Palamar JJ, Martins SS, Su MK, Ompad DC. Drug Alcohol Depend. 2015; 156: 112-119.

Affiliation

Center for Drug Use and HIV Research, New York University College of Nursing, New York, NY, USA; Center for Health, Identity, Behavior, and Prevention Studies, New York University, New York, NY, USA; Columbia University, Department of Epidemiology, Mailman School of Public Health, New York, NY, USA; College of Global Public Health, New York University, New York, NY, USA.

Copyright

(Copyright © 2015, Elsevier Publishing)

DOI

10.1016/j.drugalcdep.2015.08.028

PMID

26377051

Abstract

BACKGROUND: In recent years, there has been an increase in emergence and use of novel psychoactive substances (NPS) in the US and worldwide. However, there is little published epidemiological survey data estimating the prevalence of use in the US.

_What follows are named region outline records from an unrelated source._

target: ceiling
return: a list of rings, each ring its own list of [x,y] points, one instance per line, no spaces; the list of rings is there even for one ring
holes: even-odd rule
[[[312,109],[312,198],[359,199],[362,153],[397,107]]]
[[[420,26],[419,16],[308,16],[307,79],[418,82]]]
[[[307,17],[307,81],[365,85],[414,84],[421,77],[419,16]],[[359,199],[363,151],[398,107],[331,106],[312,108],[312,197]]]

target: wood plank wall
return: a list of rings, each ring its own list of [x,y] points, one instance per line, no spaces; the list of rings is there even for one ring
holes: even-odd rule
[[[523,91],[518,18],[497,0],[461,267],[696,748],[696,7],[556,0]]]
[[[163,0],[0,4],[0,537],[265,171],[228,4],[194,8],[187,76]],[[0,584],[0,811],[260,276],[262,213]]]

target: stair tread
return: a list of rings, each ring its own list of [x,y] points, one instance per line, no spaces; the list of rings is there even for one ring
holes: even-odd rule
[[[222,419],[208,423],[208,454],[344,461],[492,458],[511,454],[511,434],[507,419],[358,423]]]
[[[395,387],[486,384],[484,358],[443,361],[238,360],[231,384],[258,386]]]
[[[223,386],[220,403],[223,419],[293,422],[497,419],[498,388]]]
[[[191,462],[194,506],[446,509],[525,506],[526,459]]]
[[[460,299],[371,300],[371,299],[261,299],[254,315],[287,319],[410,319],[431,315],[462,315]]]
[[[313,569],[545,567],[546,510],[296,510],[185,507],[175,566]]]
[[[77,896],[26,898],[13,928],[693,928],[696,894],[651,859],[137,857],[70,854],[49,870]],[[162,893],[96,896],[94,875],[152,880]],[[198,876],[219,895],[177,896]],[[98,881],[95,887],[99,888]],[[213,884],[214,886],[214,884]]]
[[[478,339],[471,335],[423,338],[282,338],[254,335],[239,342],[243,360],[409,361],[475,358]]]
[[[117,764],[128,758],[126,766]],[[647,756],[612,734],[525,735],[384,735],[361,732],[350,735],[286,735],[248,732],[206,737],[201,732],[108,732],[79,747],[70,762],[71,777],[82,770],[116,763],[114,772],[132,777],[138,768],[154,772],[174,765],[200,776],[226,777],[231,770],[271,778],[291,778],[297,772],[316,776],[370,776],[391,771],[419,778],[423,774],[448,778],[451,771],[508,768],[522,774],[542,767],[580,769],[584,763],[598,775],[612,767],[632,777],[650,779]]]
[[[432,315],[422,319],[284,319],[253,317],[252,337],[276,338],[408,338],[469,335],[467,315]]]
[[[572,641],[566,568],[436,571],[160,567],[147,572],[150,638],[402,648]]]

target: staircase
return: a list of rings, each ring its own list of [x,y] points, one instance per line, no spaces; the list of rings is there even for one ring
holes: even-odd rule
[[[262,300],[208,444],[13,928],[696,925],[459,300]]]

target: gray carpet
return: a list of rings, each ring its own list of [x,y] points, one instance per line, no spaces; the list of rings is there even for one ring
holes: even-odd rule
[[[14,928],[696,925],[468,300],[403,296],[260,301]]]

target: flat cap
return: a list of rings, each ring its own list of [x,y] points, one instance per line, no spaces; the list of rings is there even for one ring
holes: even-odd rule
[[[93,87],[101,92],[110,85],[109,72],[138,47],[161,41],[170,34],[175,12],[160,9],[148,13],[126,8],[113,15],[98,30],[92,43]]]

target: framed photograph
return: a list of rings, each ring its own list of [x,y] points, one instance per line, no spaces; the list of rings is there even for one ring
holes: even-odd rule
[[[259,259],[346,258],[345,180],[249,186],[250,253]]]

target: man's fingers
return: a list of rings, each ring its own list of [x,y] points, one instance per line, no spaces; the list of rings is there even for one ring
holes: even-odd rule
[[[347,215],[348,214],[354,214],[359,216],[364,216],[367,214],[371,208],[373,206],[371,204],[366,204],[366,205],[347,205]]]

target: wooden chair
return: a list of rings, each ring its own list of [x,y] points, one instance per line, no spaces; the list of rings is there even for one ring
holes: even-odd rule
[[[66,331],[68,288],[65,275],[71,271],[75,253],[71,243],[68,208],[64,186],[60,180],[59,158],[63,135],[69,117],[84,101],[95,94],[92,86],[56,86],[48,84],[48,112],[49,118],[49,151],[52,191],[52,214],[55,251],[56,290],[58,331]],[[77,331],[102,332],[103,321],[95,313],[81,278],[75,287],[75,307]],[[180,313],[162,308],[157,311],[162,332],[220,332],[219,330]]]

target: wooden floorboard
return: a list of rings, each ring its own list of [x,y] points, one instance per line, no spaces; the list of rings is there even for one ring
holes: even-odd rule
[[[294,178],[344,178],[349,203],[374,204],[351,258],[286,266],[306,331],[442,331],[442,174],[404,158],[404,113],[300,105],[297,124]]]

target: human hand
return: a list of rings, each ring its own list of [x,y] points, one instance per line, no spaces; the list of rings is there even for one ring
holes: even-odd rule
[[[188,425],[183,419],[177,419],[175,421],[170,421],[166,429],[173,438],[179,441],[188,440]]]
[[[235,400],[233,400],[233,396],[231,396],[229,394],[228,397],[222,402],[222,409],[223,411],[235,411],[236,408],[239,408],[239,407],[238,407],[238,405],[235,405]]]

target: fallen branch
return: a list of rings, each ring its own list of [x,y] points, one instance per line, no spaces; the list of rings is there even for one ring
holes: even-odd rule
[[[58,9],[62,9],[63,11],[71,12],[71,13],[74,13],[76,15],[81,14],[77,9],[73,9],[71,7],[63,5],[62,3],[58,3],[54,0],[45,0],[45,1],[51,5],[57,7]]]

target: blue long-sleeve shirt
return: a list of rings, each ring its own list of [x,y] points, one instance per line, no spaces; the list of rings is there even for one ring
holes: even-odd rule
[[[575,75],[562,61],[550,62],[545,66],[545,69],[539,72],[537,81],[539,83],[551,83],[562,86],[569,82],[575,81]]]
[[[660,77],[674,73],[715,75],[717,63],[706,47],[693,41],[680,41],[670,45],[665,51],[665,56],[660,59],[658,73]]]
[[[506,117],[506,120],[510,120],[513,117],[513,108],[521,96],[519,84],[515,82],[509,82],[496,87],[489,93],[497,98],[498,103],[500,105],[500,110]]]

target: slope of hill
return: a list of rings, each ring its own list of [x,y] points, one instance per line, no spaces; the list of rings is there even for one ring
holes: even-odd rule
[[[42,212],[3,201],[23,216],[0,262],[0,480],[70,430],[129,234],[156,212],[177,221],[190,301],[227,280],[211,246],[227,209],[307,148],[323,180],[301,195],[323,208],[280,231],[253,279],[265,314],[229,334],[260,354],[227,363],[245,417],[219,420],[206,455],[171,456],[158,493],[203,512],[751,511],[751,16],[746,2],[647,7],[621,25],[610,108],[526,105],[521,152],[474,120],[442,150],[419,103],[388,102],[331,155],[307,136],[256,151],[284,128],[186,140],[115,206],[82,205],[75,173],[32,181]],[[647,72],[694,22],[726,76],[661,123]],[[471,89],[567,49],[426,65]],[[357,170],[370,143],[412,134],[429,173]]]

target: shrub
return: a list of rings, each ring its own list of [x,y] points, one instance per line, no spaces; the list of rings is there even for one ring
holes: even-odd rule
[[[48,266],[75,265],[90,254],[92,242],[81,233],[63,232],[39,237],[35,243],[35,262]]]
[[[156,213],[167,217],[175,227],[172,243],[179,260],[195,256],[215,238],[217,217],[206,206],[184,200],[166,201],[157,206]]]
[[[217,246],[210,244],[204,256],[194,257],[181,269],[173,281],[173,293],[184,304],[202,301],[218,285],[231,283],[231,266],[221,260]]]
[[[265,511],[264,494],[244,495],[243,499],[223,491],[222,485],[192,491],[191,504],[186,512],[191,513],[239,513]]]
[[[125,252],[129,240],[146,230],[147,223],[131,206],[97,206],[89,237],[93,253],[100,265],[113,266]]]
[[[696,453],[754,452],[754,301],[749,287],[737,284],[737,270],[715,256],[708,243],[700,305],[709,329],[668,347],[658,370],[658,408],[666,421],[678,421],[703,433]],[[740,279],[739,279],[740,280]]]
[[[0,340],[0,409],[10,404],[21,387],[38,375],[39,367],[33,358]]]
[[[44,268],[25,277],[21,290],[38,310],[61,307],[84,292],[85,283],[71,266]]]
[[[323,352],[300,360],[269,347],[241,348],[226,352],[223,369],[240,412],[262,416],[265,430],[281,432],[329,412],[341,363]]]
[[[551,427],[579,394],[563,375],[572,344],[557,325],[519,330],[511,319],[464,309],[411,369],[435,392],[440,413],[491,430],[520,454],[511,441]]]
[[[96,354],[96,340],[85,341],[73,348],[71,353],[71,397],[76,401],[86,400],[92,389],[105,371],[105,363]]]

METHOD: Data on self-reported NPS use came from the National Survey of Drug Use and Health (2009-2013), a national representative sample of non-institutionalized individuals in the US. Subjects were asked to provide names of (non-traditional) drugs they used that they were not specifically asked about. We examined lifetime prevalence and sociodemographic correlates of self-reported use of new and uncommon synthetic drugs (NPS) among subjects ages 12-34-years-old.

RESULTS: 1.2% of subjects self-reported any use of the 57 NPS we examined. Use of psychedelic tryptamines (primarily DMT) was most common, followed by psychedelic phenethylamines (e.g., 2C series) and synthetic cannabinoids. Prevalence of self-reported use of NPS increased from 2009 to 2013 and use was most common among males, whites, older subjects, those of lower income, and among those residing in cities. Lifetime use of various other illicit drugs (e.g., LSD, cocaine, ecstasy/MDMA) was highly prevalent among NPS users.

CONCLUSION: This the first study reporting on use of a variety of NPS in a nationally representative US sample; however, use appears to be underreported as other national data suggest higher rates of NPS (e.g., synthetic cannabinoid) use. Developing more adaptable survey tools and systematically assessing NPS use would allow researchers to ask about hundreds of NPS and improve reporting as new drugs continue to rapidly emerge.